Europe’s Space Agency approves alien-hunt project
An ESA committee approved the PLATO Mission on Tuesday during a meeting in Madrid, according to Warwick University, whose scientists will be taking part in the project.
“This means it can move from a blueprint into construction,” a university statement reads.
The launch, due to take place in 2026, will see PLATO (Planetary Transits and Oscillations of stars) and its 26 onboard telescopes launched into the ‘L2’ virtual point in space, located 1.5 million kilometers (932,000 miles) beyond Earth.
Once it has reached its destination in space, PLATO will “monitor thousands of bright stars over a large area of the sky, looking for regular dips in brightness as planets pass by them.”
It will also investigate seismic activity in some of the host stars, determining their masses, sizes, and ages “with unprecedented accuracy."

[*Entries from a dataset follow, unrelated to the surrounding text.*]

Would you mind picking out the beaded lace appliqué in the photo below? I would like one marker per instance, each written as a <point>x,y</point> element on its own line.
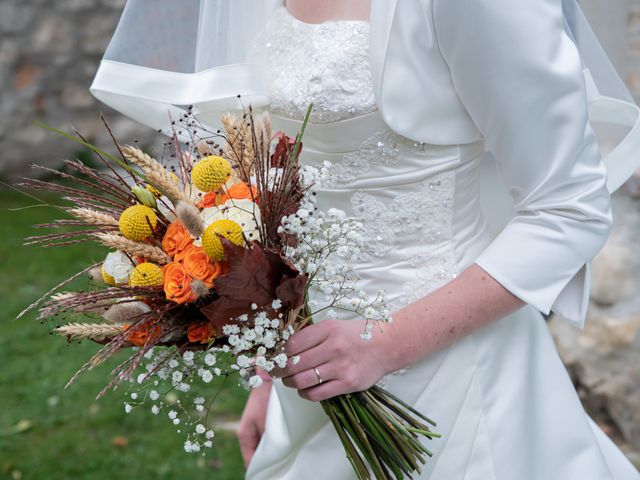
<point>326,64</point>
<point>420,218</point>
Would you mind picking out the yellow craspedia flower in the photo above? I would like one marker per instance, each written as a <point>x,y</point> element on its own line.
<point>108,279</point>
<point>210,173</point>
<point>157,192</point>
<point>146,275</point>
<point>212,245</point>
<point>137,222</point>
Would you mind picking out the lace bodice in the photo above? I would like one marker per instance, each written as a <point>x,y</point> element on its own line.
<point>326,64</point>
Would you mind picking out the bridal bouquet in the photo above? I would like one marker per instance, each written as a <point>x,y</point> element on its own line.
<point>215,253</point>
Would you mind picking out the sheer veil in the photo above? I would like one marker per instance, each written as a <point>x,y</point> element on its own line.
<point>167,54</point>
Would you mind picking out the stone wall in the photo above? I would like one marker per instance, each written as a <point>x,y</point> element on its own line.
<point>49,52</point>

“The launch of PLATO will give us the opportunity to contribute to some of the biggest discoveries of the next decade answering fundamental questions about our existence, and could eventually lead to the detection of extra-terrestrial life,” PLATO Science Coordinator and Professor of Physics at Warwick University Don Pollacco said.
PLATO’s mission is similar to that of NASA’s Kepler observatory, which has so far confirmed 3,400 exoplanets, only 30 of which are less than twice the size of Earth and orbiting within the ‘habitable’ zone of their star.
Habitable zones are defined by being not so close to the star that water evaporates, and not so cold that it freezes, as water is a requirement for life as we know it.
Meanwhile, the ESA has also given provisional approval for the LISA (Laser Interferometer Space Antenna) on Tuesday, which will be tasked with observing the gravitational waves created when black holes collide. Launch is expected in 2034.
Headquartered in Paris, the ESA is a collaborative agency with 22 member states. Canada also takes part in some projects under a cooperation agreement.